ROMA Tutti i big del Pd, ministri o dirigenti di partito, avranno la loro bella sfida di collegio. Tutti, nessuno escluso, a partire da Matteo Renzi e Paolo Gentiloni. E' vero che contemporaneamente saranno candidati in uno o più d'uno dei listini proporzionali bloccati, dove l'elezione è più a portata di mano, ma vuoi mettere non riuscire a vincere il collegio dove ti sei candidato? Se ne può uscire eletto comunque grazie al listino, ma ridimensionato un bel po' ove mai non ce la fai ad arrivare primo nel collegio.
LA CONFERMA
E dunque: per Renzi c'è la conferma del collegio senatoriale di Firenze 1, più vari listini proporzionali per portare voti. Per Dario Franceschini si prospetta il collegio nella sua Ferrara più un paio di proporzionali da stabilire; per Marco Minniti il collegio c'è, ma non sarà in Calabria, il ministro dell'Interno vuole cimentarsi in un collegio più simbolico per il suo lavoro sull'immigrazione, al Nord molto probabilmente, e anche per il proporzionale si parla del Veneto; sempre al Nord, a Milano, si candida Maurizio Martina, ministro uscente dell'Agricoltura nonché vice segretario dem in quota sinistra ex ds: pochi problemi per Graziano Del Rio, saldamente nel collegio della sua Reggio Emilia mentre per il proporzionale si parla della Sardegna; così come saldamente nella sua Liguria, a La Spezia, è il collegio che aspetta Andrea Orlando, Guardasigilli uscente e capo della minoranza interna del Pd; per l'altro ministro di peso sempre ligure, Roberta Pinotti, si parla del collegio di Genova o di altra città da definire. Più complicato il collegio per la ministra dell'Istruzione Valeria Fedeli, tra i responsabili di dicastero maggiormente in prima linea, cui però difficilmente Renzi e Pd potranno rinunciare a candidare, pena la messa in mora di tutto il lavoro svolto nella scuola.

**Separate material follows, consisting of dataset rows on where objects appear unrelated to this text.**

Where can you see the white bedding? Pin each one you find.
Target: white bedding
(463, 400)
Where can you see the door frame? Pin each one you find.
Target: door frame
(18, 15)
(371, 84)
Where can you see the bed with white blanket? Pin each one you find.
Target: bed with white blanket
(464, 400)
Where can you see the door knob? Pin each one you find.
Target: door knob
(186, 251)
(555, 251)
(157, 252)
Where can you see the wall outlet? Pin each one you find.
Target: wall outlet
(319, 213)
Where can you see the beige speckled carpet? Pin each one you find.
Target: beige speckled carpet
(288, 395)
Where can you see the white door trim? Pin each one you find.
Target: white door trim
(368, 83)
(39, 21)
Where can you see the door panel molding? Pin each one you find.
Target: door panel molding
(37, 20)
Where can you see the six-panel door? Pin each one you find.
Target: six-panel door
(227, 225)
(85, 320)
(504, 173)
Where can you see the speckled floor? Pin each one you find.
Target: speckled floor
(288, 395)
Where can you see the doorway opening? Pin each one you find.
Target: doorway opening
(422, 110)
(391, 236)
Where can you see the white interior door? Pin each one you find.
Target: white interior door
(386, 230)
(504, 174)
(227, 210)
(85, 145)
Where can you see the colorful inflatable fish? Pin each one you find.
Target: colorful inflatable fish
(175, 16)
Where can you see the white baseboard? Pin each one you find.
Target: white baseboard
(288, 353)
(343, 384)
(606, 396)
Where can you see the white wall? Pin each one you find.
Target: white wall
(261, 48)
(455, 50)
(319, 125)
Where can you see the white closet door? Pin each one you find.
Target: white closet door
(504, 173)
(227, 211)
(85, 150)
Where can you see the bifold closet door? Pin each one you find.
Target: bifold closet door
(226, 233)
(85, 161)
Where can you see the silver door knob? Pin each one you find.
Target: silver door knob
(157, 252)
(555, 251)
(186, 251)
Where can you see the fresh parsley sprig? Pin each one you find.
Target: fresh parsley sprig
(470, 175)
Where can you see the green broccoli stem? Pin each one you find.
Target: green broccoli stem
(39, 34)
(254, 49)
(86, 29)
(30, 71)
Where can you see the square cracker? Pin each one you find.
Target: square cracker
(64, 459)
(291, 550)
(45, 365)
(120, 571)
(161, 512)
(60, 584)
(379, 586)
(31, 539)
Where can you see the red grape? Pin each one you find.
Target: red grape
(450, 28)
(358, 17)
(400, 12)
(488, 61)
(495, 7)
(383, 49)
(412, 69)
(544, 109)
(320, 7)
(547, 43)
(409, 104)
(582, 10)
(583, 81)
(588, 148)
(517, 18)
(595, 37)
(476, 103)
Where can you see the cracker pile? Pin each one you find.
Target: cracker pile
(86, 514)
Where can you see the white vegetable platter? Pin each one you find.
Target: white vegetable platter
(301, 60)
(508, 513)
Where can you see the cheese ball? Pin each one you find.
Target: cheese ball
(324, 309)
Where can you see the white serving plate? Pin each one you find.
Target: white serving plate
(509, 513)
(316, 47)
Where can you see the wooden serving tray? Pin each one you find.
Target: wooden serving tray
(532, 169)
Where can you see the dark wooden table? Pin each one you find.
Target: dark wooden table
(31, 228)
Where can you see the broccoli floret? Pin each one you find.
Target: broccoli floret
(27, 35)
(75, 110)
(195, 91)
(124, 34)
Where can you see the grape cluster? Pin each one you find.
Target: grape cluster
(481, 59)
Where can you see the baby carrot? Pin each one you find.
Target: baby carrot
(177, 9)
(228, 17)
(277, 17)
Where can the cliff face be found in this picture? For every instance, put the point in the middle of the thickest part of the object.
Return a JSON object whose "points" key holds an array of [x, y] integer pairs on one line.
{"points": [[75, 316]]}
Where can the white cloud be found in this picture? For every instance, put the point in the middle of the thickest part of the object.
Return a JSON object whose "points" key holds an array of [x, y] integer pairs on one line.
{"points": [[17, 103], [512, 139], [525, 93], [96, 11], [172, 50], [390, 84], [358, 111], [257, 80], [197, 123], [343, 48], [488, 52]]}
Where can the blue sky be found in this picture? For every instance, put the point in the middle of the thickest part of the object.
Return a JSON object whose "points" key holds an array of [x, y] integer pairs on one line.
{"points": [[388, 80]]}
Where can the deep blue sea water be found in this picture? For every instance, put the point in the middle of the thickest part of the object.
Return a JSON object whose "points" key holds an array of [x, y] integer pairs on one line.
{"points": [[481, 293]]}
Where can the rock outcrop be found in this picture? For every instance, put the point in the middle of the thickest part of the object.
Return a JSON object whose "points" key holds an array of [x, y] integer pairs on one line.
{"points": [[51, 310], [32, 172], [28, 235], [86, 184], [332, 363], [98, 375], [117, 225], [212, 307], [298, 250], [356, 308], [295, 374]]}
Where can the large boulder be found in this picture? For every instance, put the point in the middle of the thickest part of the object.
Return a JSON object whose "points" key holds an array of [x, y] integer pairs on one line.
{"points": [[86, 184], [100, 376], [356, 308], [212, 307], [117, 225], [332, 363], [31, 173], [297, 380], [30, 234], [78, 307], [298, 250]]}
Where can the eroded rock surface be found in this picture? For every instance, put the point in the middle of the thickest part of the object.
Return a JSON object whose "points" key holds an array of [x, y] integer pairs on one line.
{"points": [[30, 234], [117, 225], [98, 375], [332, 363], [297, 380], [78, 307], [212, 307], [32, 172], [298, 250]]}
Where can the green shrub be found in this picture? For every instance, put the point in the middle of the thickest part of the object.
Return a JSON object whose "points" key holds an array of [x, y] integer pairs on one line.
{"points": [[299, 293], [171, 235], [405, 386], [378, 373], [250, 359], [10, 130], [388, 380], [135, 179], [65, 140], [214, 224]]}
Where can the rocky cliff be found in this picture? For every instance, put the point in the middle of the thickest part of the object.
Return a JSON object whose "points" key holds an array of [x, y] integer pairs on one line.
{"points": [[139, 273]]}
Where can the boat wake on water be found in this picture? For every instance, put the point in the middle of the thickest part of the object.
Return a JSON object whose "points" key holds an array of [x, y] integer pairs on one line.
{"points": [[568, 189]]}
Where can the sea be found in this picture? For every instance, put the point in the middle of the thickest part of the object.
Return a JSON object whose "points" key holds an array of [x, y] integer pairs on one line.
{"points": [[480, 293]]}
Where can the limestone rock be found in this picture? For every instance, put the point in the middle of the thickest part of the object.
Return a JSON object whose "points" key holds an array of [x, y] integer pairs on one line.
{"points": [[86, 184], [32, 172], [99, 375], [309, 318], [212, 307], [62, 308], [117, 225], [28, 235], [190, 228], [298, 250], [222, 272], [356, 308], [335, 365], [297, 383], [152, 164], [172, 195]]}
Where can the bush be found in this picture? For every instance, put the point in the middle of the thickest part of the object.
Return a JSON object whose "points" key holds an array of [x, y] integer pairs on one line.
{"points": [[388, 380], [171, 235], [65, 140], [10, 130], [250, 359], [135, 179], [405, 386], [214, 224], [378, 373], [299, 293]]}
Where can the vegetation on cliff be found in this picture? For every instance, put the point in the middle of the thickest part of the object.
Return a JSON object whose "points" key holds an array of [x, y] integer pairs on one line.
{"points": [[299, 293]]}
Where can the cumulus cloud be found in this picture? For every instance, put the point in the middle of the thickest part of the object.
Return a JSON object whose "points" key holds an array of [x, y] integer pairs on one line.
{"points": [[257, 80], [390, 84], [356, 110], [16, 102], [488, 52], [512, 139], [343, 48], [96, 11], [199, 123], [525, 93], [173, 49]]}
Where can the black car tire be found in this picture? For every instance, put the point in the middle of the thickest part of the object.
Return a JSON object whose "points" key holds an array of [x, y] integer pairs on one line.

E Gentiloni? Era girata voce che per salvaguardare il premier anche in vista di impegni possibili del dopo voto, Gentiloni potesse fare eccezione e non essere candidato in un collegio, ma solo nel proporzionale, magari in cinque listini come prevede la legge. E invece, niente eccezione: come tutti gli altri big e ministri, anche il premier uscente avrà la sua bella sfida di collegio, la salvaguardia in questo caso è tutta politica più che istituzionale, per evitare facili polemiche sul premier uscente che vorrebbe sottrarsi allo scontro diretto. Per Gentiloni si prospetta Roma 1, mentre a Roma 2 andrebbe Pier Carlo Padoan, altro ministro di peso che ha avanzato l'intenzione di correre alle elezioni.
IL CASO CALENDA
Plauso alla voglia di cimentarsi di Padoan da parte del ministro Calenda, che però ha ribadito l'intezione di rimanere fuori dalla contesa, «ma non perché mi ritenga una riserva della Repubblica, non ci aspiro e sono ancora giovane».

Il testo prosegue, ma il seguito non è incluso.